Although MIIT has not formally issued a draft of the revised measures, the China Academy of Telecommunications Research (CATR), a government research institution supporting the ministry, held a meeting with interested TLD operators in July of this year to initiate the process to establish and qualify companies in China, including foreign-invested companies, to offer IDN and other TLD name registry services. Applications to establish registries and finalization of the Draft Measures that set out requirements for approval of the registries will thus proceed in tandem.

The proposed revisions to the Draft Measures require all registries, including non-Chinese registries, to obtain a license from MIIT in order to operate in China. They reportedly require registries to be established within China as a condition to granting the license and to undertaking activities in China such as operating TLDs and resolving and using domain names. They are also likely to require each registry to maintain a TLD name management system within China, including a shared registration system, shared database, resolution system and WHOIS system (the WHOIS system has information on each registration).

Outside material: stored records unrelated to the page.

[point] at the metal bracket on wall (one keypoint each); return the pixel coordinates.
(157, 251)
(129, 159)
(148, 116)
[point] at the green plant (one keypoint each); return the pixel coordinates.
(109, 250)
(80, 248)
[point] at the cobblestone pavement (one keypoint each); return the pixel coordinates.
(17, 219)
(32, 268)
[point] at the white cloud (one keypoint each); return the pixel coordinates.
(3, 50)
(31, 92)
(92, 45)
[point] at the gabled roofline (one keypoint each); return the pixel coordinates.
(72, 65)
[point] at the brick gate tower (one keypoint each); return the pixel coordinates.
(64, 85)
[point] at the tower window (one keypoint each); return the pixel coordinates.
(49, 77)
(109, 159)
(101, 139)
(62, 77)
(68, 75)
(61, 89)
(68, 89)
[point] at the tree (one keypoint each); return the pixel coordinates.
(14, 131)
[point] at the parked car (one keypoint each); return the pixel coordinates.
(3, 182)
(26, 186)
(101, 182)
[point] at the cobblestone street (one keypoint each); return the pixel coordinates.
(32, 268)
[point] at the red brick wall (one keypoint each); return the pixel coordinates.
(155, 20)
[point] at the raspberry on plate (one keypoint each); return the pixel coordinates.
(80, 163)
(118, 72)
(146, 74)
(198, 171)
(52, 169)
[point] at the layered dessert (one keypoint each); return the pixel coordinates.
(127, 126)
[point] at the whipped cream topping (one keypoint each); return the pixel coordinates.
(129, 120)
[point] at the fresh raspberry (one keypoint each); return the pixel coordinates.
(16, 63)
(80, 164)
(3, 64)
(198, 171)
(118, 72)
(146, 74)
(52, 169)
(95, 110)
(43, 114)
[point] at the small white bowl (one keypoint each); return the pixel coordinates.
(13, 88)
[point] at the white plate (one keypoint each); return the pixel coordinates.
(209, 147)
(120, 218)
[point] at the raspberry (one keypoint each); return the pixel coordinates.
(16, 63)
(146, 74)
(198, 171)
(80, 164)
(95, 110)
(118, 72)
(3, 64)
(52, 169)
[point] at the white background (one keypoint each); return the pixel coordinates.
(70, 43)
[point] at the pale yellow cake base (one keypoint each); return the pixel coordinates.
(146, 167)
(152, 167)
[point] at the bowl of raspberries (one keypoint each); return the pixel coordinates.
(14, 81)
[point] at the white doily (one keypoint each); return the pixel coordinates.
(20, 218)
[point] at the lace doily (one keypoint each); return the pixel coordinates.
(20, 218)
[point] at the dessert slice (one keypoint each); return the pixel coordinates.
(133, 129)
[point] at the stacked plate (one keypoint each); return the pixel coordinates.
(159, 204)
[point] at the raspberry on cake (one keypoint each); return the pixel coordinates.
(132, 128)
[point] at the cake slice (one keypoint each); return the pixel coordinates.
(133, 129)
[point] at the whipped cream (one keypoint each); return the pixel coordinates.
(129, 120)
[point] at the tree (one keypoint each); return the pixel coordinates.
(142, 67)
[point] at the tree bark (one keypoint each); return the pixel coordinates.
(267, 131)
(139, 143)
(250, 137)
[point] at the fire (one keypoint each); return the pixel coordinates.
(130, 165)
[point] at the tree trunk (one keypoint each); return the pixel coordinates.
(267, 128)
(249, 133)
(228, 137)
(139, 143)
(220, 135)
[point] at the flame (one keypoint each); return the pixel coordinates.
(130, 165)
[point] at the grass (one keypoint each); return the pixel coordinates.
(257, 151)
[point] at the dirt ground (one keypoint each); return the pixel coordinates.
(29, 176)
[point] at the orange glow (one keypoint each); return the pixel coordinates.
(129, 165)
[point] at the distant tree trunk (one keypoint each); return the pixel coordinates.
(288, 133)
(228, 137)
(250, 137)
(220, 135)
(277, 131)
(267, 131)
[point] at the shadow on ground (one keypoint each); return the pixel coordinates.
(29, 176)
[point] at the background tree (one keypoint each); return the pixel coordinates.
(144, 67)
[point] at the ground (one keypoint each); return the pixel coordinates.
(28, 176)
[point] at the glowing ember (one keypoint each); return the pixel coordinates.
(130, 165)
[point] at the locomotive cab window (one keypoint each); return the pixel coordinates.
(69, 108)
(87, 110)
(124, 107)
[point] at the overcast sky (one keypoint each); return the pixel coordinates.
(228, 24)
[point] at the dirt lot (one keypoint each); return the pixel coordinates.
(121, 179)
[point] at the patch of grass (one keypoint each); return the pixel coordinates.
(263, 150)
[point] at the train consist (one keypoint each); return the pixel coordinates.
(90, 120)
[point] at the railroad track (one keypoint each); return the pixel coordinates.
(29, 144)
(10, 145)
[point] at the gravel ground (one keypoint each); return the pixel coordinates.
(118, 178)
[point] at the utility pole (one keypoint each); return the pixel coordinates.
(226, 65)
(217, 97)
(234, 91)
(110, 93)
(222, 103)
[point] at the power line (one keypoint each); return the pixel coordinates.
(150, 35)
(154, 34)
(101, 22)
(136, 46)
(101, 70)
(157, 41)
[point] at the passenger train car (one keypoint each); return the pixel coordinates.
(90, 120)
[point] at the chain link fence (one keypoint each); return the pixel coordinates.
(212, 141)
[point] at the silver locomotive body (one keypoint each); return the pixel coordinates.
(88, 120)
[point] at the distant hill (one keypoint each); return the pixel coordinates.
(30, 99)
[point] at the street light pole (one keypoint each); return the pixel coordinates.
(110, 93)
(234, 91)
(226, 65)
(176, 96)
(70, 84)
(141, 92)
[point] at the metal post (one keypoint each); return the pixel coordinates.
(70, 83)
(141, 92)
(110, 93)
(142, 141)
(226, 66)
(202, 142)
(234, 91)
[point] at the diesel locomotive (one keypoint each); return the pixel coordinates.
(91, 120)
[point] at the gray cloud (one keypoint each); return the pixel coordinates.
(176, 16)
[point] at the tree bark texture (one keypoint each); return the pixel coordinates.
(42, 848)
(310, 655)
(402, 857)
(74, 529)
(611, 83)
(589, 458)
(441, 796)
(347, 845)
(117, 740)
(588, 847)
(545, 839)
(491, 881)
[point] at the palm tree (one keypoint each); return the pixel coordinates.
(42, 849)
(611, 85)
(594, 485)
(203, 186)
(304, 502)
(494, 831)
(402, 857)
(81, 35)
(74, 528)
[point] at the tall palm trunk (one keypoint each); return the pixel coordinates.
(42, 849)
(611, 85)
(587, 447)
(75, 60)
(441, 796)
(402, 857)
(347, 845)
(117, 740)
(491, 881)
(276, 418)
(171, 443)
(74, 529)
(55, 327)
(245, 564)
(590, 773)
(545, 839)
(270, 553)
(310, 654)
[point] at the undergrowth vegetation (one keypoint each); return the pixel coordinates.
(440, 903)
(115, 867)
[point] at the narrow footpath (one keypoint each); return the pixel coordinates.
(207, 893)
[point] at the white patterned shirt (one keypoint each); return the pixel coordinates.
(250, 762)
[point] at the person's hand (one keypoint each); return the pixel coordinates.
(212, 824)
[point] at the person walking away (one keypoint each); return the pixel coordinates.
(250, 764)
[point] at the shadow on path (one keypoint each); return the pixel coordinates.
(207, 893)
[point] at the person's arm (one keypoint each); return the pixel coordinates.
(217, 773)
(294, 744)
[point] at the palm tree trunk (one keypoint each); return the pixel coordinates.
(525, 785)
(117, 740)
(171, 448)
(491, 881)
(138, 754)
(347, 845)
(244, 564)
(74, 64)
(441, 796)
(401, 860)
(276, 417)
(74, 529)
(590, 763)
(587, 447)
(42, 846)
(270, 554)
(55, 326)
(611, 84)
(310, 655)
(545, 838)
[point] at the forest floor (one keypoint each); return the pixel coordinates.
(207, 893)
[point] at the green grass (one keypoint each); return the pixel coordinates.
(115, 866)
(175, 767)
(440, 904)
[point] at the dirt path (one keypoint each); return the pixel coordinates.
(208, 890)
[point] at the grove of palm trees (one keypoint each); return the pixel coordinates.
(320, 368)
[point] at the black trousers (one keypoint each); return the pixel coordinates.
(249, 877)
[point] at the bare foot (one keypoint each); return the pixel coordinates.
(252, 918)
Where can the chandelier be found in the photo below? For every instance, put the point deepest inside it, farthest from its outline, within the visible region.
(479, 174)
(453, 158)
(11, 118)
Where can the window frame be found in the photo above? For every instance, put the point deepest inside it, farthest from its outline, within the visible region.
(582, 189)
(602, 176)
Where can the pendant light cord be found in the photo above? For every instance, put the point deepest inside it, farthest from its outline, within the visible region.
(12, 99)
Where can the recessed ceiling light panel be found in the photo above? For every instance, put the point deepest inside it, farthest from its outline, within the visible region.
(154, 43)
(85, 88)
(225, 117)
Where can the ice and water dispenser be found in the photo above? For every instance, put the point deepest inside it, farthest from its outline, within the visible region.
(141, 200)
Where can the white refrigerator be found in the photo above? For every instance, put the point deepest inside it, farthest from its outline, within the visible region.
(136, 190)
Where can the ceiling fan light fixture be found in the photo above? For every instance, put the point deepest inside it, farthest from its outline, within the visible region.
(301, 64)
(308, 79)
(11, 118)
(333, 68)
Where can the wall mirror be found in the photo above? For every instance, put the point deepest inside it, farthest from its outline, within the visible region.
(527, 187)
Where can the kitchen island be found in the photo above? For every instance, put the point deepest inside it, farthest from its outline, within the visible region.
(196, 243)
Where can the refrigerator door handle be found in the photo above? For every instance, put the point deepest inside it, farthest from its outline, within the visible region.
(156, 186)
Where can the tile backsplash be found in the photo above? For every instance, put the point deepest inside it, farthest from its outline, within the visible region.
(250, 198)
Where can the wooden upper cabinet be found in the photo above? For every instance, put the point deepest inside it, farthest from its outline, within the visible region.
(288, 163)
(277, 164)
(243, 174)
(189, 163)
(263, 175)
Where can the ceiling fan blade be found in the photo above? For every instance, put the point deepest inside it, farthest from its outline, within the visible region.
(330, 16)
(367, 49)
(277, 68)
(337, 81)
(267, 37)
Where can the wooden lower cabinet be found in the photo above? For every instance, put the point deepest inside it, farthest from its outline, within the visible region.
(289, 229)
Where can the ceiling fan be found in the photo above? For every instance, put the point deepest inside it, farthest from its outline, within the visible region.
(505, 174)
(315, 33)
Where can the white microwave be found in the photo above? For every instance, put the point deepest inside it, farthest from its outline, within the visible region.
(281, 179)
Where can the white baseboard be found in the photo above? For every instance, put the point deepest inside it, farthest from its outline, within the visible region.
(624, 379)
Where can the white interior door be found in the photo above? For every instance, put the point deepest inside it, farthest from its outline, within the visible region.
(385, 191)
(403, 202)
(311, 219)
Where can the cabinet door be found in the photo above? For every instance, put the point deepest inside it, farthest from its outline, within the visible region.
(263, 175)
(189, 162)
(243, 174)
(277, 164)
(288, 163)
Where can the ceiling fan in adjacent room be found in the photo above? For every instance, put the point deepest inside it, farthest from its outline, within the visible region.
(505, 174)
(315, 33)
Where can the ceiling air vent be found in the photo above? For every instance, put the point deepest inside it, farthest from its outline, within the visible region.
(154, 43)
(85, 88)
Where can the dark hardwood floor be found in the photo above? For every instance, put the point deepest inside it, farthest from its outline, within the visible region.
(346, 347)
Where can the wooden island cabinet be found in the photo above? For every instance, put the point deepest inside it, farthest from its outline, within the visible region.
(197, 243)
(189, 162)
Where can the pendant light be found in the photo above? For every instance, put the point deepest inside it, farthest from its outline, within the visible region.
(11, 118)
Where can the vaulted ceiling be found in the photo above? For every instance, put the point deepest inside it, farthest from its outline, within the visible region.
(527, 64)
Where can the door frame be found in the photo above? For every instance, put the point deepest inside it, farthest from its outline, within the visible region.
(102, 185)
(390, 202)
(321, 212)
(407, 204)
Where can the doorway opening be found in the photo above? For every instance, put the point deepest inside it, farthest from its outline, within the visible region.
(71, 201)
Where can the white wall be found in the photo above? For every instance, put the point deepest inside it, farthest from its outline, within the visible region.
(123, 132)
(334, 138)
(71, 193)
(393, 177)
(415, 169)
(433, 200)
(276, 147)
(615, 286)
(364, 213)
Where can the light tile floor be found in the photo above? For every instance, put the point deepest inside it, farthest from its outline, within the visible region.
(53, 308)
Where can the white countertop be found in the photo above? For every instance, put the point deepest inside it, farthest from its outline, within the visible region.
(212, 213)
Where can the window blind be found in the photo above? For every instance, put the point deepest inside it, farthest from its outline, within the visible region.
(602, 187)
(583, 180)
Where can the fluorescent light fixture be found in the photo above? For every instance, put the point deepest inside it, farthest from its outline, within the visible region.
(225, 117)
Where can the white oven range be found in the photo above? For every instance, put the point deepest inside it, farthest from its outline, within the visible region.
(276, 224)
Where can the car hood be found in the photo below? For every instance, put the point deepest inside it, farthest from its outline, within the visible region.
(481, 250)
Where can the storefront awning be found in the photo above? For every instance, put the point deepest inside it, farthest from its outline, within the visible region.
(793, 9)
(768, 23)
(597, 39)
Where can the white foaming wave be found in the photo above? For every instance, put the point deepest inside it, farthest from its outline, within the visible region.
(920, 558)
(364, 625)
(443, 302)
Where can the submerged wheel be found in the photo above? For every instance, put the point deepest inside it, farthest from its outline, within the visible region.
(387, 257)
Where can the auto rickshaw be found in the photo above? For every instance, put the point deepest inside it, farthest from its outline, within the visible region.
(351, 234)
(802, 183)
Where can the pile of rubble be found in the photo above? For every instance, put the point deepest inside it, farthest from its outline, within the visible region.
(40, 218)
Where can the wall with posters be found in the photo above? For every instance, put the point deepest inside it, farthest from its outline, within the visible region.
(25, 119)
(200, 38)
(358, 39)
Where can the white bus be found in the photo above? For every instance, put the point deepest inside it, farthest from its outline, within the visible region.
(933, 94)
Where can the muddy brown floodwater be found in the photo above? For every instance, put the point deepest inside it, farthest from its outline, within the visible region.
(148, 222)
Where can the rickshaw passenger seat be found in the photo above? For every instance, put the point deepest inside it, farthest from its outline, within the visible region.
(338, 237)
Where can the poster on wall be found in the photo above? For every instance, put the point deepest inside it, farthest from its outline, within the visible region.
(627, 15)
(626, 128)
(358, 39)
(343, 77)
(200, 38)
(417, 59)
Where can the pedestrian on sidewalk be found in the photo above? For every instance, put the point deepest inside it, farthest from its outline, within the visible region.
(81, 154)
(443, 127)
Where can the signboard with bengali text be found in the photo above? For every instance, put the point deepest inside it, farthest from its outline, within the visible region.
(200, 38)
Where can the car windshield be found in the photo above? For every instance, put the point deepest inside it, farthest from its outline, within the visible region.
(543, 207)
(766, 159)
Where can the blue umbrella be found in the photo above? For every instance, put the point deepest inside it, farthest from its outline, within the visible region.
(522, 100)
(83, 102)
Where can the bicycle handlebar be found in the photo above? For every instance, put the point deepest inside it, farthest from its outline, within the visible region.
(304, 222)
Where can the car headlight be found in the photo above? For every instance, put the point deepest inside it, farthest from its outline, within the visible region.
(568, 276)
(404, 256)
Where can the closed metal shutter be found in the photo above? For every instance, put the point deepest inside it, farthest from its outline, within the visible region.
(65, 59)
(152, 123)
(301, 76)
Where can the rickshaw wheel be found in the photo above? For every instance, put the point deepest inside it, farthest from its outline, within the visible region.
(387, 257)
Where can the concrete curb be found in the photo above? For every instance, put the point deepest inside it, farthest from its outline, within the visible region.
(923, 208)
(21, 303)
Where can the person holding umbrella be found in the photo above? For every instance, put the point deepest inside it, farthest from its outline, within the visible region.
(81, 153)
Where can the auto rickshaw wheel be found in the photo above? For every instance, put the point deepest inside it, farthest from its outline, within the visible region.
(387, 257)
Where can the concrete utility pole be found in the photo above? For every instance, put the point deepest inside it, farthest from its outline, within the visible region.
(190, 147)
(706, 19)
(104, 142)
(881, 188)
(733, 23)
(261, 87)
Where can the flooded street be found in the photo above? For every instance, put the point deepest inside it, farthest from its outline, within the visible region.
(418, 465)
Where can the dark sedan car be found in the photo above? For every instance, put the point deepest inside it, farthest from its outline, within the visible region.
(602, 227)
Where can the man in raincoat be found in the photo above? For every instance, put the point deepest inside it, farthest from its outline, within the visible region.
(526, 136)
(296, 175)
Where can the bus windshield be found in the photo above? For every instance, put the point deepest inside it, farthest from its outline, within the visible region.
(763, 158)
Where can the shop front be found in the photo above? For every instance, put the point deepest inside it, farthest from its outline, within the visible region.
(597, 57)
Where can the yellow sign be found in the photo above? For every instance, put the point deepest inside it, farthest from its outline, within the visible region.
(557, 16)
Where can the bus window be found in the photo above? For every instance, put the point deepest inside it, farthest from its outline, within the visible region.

These changes in fact merely expand on provisions in the 2004 Measures and would likely not cause substantial concern in themselves, but the Draft Measures also include enforcement measures. They reportedly prohibit registrars from selling registrations to Chinese retail customers for domain names under TLDs managed by any registry established outside China, and further prohibit anyone in China from providing access services to a China-based website with a TLD name that is not managed by a registry in China. The ministry is even rumored to be considering adding an article that would require all domain names for websites operated by Chinese owners to be managed by Chinese registrars, which of course would not be able to market domain names under TLDs not meeting the requirements of the Draft Measures.

When MIIT promulgates these revisions (and barring any last-minute amendments), they will substantially change the status quo for non-Chinese registries in China. While users in China will continue to be able to access websites outside China (subject to passing through the Great Fire Wall“), in order to promote and serve Chinese customers, a non-Chinese registry will be required to set up a subsidiary registry or entrust a China-based registry to operate its TLDs in China. Failure to do so will likely result in Chinese registrars refusing to sell domain names under the non-Chinese registries TLDs and preventing resolution of any websites that are already registered under those TLDs.

If the revisions are successfully implemented, they may have a knock-on effect, changing the status quo for foreign registries in other countries as well. As a general proposition, it has proven quite difficult to regulate registries based outside a country for both technical and legal reasons. Consequently, Internet laws in many countries simply do not cover private or commercial registries, or, where such registries are regulated, as in China, the relevant laws have not been applied rigorously in order to ensure that websites under key international top-level domains remain accessible. As a consequence, foreign registries typically operate in some countries from offshore, selling the right to register domain names through onshore registrars.

In the future these registries may be required to establish a subsidiary or entrust a local registry to operate their TLDs in China and other countries.